Barnabas took the opportunity to encourage them. He saw the grace of God and reported, “These are brothers and sisters and we need to get with them.” He was not a divider or a wall builder; he was a bridge builder. He encouraged others by building partnerships.
When Barnabas saw what God was doing in Antioch, he realized they needed a leader with an organizational mind and some spiritual insight. He knew Saul could help them and also that Paul had spiritual gifts that needed to be discovered and developed.
In Acts 11:25-26 we read, “Then departed Barnabas to Tarsus, for to seek Saul: And when he had found him, he brought him unto Antioch. And it came to pass, that a whole year they assembled themselves with the church, and taught much people …”
Barnabas never wrote a book in the Bible, but he encouraged two people who later did—Paul and Mark.
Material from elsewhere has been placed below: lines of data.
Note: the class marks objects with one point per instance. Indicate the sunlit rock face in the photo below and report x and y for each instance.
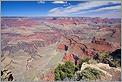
(36, 45)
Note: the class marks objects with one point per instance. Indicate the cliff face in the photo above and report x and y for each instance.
(110, 73)
(44, 42)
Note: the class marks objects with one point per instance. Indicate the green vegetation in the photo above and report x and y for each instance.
(90, 74)
(82, 61)
(71, 72)
(105, 57)
(63, 71)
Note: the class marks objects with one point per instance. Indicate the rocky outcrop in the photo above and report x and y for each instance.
(110, 73)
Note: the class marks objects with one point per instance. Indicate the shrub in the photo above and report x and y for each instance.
(65, 70)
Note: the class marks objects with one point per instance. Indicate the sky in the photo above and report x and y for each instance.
(110, 9)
Barnabas was the man that God used to encourage and develop leadership.
Let’s look at one last example found in Acts 15:36-41. Earlier in their ministry, Paul and Barnabas had taken a young John Mark with them on their first missionary journey. Somewhere along the way, Mark left the team and went home. Later, when they wanted to retrace their steps. Barnabas wanted to take Mark with them, but Paul refused. Barnabas took Mark one way, and Paul took Silas another. Barnabas sought to mend the broken relationship.
Later, in 2 Timothy 4:11, Paul asks for Mark to come to him. Paul’s relationship with Mark was restored and their ministries continued in part because Barnabas refused to let go of a good man just because he failed.
Barnabas was an encourager, and we too are called to be encouragers. In 2 Corinthians 1:3, the Bible calls God the God of all comfort or encouragement. So for us to encourage others is to be like God. We need some Barnabases. For the glory of God, will you say, “God, make me an encourager?”